Below are some common chunking techniques.

1. Chunking with smaller chunks 
2. Chunking by splitting sentences  
3. Chunking with sentence overlap 
4. Chunking recursively 

Let us take a look at these techniques in action.

Method 1: Chunking with smaller chunks 

In [None]:
text = "The sun was setting over the horizon, casting a warm glow over the landscape. Birds chirped in the trees, and a gentle breeze rustled the leaves. In the distance, a herd of deer grazed in a meadow. The air was filled with the sweet scent of blooming flowers. It was a peaceful and serene scene, perfect for a quiet evening stroll."
chunks = text.split()

for chunk in chunks: 
    print(chunk)

In method one, we see an example of what not to do when chunking. The chunks are so small that the individual chunks make no sense without the rest of the context. This is an important key when chunking - you want to keep the semantic meaning. 

Method 2: Chunking by splitting sentences

In [None]:
text = "Today was a fun day. I had lots of ice cream. I also met my best friend Sally and we played together at the new playground."

for sentence in nlp(text).sents:
    print(sentence.text)

In method two, we see a better example of chunking. Here we are using the spaCy library to chunk the text into individual sentences. This can be useful when you are trying to do text summarization. You can rank the individual sentences and use the top results in the summary.  

Method 3:  Chunking with sentence overlap 

In [None]:
text = "The sun was setting over the horizon, casting a warm glow over the landscape. Birds chirped in the trees, and a gentle breeze rustled the leaves. In the distance, a herd of deer grazed in a meadow. The air was filled with the sweet scent of blooming flowers. It was a peaceful and serene scene, perfect for a quiet evening stroll."
doc = nlp(text)

sentences = list(doc.sents)
overlap = 1
chunks =[]

for i in range(len(sentences) - overlap):
    chunk = sentences[i : i + overlap + 1]
    chunks.append(chunk)

for chunk in chunks:
    print([sent.text for sent in chunk])

In method three, we see an example of chunking with ensures the semantic meaning is kept. In other words, the context is preserved between the sentences. This is especially important when you are searching data for relevant results or when you are summarizing a piece of text. It is important to capture the relationships between the sentences.

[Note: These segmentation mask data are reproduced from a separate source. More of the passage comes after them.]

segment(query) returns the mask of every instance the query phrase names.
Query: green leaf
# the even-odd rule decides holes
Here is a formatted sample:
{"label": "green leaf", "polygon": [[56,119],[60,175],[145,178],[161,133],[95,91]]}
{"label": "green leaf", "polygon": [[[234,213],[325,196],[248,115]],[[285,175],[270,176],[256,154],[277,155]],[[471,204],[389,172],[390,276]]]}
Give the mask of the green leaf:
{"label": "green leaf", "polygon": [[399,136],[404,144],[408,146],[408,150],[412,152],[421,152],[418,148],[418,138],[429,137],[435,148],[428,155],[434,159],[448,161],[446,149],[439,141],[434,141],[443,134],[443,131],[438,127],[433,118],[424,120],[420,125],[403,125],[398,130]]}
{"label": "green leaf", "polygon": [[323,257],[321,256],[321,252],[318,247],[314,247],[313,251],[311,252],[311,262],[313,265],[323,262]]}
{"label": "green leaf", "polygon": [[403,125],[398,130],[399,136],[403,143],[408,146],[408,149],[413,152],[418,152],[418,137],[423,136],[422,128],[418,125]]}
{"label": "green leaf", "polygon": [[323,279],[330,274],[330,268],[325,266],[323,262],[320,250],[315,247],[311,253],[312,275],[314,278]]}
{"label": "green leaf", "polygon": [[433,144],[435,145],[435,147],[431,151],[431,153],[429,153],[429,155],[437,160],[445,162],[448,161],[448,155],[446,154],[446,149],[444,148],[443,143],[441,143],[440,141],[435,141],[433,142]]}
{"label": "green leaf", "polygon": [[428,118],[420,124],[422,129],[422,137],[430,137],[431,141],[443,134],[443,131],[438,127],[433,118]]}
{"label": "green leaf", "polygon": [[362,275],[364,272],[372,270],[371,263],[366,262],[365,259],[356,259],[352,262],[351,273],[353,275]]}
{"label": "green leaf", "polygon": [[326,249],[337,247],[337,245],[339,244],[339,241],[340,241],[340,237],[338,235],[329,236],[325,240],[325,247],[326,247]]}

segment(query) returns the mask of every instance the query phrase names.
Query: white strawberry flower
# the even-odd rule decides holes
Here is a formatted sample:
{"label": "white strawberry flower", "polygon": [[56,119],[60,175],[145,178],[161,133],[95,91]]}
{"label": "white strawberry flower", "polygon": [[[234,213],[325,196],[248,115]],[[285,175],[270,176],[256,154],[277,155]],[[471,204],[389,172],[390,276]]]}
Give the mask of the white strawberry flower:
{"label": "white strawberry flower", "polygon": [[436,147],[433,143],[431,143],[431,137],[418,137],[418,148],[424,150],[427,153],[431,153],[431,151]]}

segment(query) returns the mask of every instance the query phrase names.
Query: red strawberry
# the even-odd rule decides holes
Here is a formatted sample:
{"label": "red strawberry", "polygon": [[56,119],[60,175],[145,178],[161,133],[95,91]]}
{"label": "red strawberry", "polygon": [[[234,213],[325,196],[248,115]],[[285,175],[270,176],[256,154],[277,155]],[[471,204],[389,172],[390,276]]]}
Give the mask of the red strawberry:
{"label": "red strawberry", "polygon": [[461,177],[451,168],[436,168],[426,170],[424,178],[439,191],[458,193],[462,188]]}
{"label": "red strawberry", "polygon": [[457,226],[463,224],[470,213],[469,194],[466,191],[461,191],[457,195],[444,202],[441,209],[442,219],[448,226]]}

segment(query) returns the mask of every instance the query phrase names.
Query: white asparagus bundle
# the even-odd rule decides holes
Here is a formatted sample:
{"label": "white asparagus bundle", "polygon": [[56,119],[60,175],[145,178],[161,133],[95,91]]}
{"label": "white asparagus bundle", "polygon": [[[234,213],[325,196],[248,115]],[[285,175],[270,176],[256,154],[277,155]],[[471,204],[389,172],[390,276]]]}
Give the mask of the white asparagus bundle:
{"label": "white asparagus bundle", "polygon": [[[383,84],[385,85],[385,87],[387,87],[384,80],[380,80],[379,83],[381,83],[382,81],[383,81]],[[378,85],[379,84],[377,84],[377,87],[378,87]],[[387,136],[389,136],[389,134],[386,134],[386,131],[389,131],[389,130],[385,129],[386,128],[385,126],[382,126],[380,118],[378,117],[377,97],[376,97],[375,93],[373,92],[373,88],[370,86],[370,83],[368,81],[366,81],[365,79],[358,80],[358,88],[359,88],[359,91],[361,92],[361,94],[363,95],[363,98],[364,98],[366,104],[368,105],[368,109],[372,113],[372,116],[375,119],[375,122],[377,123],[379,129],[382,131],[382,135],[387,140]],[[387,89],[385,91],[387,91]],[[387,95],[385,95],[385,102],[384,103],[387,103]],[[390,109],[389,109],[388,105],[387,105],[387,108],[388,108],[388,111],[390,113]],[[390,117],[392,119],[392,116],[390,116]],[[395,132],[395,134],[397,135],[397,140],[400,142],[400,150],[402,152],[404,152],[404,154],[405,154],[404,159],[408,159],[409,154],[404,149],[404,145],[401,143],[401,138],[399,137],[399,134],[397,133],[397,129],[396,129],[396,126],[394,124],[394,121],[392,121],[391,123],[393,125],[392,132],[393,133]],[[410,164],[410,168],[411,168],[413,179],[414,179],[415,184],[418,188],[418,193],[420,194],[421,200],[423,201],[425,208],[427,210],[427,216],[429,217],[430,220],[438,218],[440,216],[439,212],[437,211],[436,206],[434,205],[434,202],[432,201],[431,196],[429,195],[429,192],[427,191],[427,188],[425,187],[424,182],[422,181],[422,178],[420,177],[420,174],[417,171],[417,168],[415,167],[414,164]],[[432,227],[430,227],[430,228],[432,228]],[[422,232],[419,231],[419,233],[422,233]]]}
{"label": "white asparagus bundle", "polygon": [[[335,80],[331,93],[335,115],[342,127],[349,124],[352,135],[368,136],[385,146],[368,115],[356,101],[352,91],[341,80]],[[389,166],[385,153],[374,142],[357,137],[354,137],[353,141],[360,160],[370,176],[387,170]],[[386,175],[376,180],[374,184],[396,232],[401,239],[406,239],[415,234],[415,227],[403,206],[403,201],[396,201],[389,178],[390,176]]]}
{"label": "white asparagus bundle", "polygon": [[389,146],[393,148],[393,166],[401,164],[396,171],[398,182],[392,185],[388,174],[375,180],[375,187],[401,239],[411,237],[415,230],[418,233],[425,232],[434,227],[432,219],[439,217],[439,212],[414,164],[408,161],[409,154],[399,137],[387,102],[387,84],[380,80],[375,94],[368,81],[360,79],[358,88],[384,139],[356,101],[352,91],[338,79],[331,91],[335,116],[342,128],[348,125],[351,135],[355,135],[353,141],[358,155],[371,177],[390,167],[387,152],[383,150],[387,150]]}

Method 4: Chunking recursively using LangChain

In [None]:
split_text = RecursiveCharacterTextSplitter(
    chunk_size = 300,
    chunk_overlap = 30
)
docs = split_text.create_documents([clean_text])
docs

In method four, we see an example of chunking using langchain, a popular framework for creating applications using large language models. In the previous methods you saw various examples of chunking. Langchain can help make the chunking process easier with some of its methods. These methods include fixed size chunks as well as recursive chunking, which we saw above.

For example, there is CharacterTextSplitter which will split the given text into a fixed size chunk of a given size and a given overlap of characters. 

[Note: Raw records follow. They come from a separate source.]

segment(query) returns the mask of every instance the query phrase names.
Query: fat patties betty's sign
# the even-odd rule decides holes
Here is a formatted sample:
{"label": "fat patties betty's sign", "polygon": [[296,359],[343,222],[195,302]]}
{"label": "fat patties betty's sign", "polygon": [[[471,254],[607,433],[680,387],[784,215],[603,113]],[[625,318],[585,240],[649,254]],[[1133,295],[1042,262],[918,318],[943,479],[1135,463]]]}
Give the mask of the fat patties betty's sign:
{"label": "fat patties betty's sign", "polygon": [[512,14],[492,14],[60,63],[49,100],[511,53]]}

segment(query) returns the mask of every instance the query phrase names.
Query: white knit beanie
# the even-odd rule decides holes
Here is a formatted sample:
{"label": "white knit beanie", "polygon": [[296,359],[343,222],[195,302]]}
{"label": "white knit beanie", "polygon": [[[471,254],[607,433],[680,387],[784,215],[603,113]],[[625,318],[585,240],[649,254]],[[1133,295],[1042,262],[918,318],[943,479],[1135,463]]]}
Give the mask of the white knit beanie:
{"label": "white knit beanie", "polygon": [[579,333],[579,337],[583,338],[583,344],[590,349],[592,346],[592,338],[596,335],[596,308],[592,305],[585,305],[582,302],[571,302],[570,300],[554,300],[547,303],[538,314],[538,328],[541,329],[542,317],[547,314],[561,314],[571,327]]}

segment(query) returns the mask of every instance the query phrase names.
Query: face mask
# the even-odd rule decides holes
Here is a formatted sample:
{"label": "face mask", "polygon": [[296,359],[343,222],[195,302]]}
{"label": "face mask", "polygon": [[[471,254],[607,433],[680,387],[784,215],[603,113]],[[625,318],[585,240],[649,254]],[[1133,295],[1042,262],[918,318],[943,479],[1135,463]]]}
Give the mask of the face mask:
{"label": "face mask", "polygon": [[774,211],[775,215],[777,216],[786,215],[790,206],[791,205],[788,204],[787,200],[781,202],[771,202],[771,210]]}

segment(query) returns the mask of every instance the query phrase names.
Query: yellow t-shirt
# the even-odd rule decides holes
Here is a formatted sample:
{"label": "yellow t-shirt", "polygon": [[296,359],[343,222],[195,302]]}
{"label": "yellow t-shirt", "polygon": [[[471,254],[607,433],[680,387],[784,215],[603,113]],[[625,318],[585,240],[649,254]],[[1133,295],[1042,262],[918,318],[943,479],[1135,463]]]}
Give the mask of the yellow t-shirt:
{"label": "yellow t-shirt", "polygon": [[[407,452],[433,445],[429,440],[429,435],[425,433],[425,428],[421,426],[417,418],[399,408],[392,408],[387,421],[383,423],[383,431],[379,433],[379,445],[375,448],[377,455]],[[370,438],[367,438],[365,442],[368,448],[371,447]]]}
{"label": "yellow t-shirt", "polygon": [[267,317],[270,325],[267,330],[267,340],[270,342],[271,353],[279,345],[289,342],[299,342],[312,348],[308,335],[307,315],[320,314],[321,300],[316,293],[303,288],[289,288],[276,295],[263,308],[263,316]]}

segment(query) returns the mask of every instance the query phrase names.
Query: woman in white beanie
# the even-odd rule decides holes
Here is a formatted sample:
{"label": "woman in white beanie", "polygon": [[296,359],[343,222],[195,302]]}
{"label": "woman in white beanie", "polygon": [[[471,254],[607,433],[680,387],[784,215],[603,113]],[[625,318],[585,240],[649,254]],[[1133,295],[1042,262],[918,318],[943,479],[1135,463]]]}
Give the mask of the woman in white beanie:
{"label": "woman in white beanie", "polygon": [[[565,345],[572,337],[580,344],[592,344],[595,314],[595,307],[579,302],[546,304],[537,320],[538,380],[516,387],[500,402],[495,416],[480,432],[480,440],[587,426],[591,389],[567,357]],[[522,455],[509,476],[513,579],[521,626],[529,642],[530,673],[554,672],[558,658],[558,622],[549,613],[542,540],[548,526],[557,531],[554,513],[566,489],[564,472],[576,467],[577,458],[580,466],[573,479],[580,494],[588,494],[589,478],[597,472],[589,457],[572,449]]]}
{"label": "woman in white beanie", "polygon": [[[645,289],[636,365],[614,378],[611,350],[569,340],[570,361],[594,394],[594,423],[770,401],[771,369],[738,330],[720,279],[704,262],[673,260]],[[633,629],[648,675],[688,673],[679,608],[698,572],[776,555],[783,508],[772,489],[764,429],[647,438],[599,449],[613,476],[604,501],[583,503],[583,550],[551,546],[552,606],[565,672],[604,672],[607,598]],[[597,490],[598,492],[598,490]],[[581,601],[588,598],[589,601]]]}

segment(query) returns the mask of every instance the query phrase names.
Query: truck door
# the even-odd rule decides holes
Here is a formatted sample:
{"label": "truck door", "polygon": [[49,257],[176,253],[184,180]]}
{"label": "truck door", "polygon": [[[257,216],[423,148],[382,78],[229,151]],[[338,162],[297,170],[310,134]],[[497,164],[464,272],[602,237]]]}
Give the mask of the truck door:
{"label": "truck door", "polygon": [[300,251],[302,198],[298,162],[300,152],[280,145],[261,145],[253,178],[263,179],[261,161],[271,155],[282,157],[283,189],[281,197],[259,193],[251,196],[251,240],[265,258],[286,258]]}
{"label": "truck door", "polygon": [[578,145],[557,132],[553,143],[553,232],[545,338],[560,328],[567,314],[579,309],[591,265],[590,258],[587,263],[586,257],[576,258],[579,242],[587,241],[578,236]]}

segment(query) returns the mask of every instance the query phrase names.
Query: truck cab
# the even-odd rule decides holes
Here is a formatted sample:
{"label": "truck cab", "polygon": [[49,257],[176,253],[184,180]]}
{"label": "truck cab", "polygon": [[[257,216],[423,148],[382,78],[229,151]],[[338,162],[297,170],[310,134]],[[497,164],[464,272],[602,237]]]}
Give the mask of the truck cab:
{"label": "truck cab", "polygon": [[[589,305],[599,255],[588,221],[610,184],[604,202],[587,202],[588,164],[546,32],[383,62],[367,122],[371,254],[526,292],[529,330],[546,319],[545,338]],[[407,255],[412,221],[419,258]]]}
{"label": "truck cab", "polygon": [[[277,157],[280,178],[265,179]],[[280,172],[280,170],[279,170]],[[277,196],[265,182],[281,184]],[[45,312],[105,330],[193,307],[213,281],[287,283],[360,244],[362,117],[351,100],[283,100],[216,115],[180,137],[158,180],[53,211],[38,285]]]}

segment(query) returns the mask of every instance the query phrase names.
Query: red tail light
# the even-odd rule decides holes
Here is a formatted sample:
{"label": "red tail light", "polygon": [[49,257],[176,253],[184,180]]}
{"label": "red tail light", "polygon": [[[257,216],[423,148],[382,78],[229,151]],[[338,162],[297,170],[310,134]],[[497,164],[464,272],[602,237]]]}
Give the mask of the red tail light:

RecursiveCharacterTextSplitter divides the text into smaller chunks in an iterative manner. Again, you can provide the chunk size and chunk overlap count. 


To summarize, chunking is an important technique for many reasons. It helps bypass the token limit when working with lots of data and also optimizes the response we get back from the model. Finding the right chunking technique and chunk size is crucial to receiving relevant responses.